Vergangene Woche gab es in Riehen einen Grund zum Feiern: Der UHC Riehen wurde 35 Jahre alt. Am Dienstagabend versammelten sich junge und erfahrene, aktive und passive Mitglieder des Vereins im Landgasthof, um den Geburtstag gemeinsam zu feiern. Bei Speis und Trank liess man vergessene Erinnerungen wieder aufleben und konnte von den Gründungsmitgliedern des Vereins Gerüchte um die sagenumwobene Gründungsnacht überprüfen lassen. Mit Thomas Baier eröffnete ein solches Gründungsmitglied den Anlass offiziell mit einer Rede. Anhand verschiedenster Artefakte aus den ersten Kapiteln der Vereinsgeschichte blickte er sowohl auf die Entwicklung des Vereins als auch auf die des Unihockeysports in der Region Basel zurück. Eingestimmt auf eine Geschichtsstunde und gesättigt von einem reichhaltigen Apéro strömten die Anwesenden in den Parksaal. Dort erwarteten Moderator Joris Fricker und illustre Podiumsgäste das Publikum.
Vereinslegenden Susanne Hubler, Florian Mathys und Thierry Meister schwelgten in Erinnerungen über die Vereinsgeschichte und ihre persönlichen Erlebnisse. Fricker sprach mit den UHC Riehen Urgesteinen über die Entwicklung des Sports, des Vereins und die Highlights ihrer Sportkarrieren. Gebannt lauschten die Anwesenden den Erzählungen über den legendären «Schiebeschlagschuss», Banden aus Massivholz und fragwürdige Entscheidungen bei der Trikotgestaltung. Dabei stellte sich unter anderem heraus, dass sich der Sport in diesen dreieinhalb Jahrzehnten stark verändert hat. So war man zu Anfangszeiten froh, wenn der Ball überhaupt den Boden verliess, während die jungen Spieler:innen heutzutage damit wetteiferten, wer die gekrümmteste Schaufel am Stock vorweisen kann. Eine weitere Veränderung betraf die Trikotgestaltung. In den ersten Jahren hatte jedes Team innerhalb des Vereins komplette Gestaltungsfreiheit bei seinem eigenen Trikotsatz. Mit dem gewonnenen legendären Trikotsponsor «Sam’s Pizzaland» fand diese Praxis ihr Ende, seitdem gehen die Teams des UHC Riehen in einem einheitlichen Trikot auf Punktejagd.

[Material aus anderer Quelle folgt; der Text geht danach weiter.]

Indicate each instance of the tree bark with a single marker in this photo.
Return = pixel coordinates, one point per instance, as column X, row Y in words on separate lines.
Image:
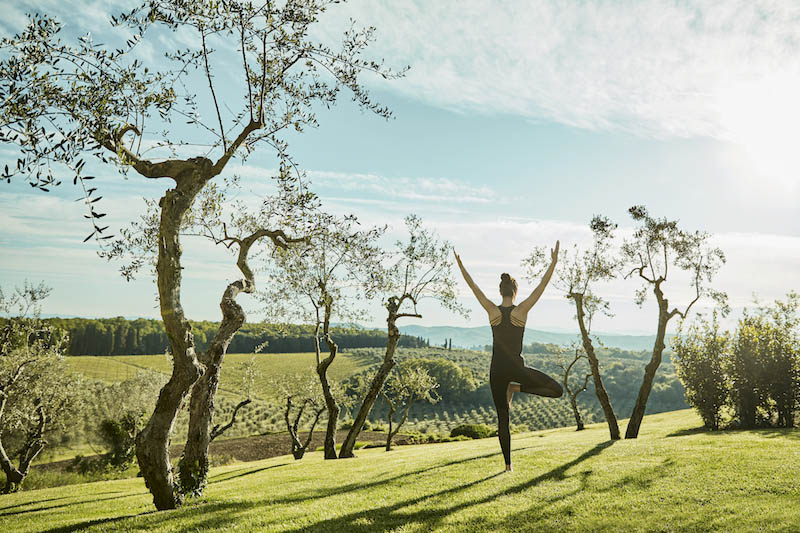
column 375, row 387
column 393, row 434
column 152, row 443
column 193, row 466
column 322, row 372
column 635, row 422
column 578, row 420
column 599, row 388
column 393, row 337
column 34, row 444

Neben den erfahrenen Mitgliedern kamen auch die Jüngsten zu Wort. In voraufgezeichneten Interviews, beantworteten die Junioren des UHC Riehen die Fragen, die Joris Fricker bereits den Podiumsgäste gestellt hatte. Von altbekannten Unihockey-Weisheiten (Nach einem erzielten Tor hat höchstens ein kleiner Jubel zu folgen.) bis zu innovativen Ansätzen (Ein anständiger Stock braucht eine goldene Schaufel.), war unter den Antworten der jungen Unihockeyaner:innen alles dabei.
Nach dem multimedialen Podiumsgespräch eröffnete Fricker die Fragerunde. Darin wurde unter anderem darüber diskutiert, wie sich denn die Unihockey-Terminologie in den letzten 35 Jahren verändert habe. Ein eindeutiger Trend zu Anglizismen wurde festgestellt, welcher in den Trainings für das ein oder andere Missverständnis sorgte.
In der Stube des Landgasthofs liess man den Abend locker ausklingen. Jung und Alt waren sich einig: So darf es auch die nächsten 35 Jahre weitergehen.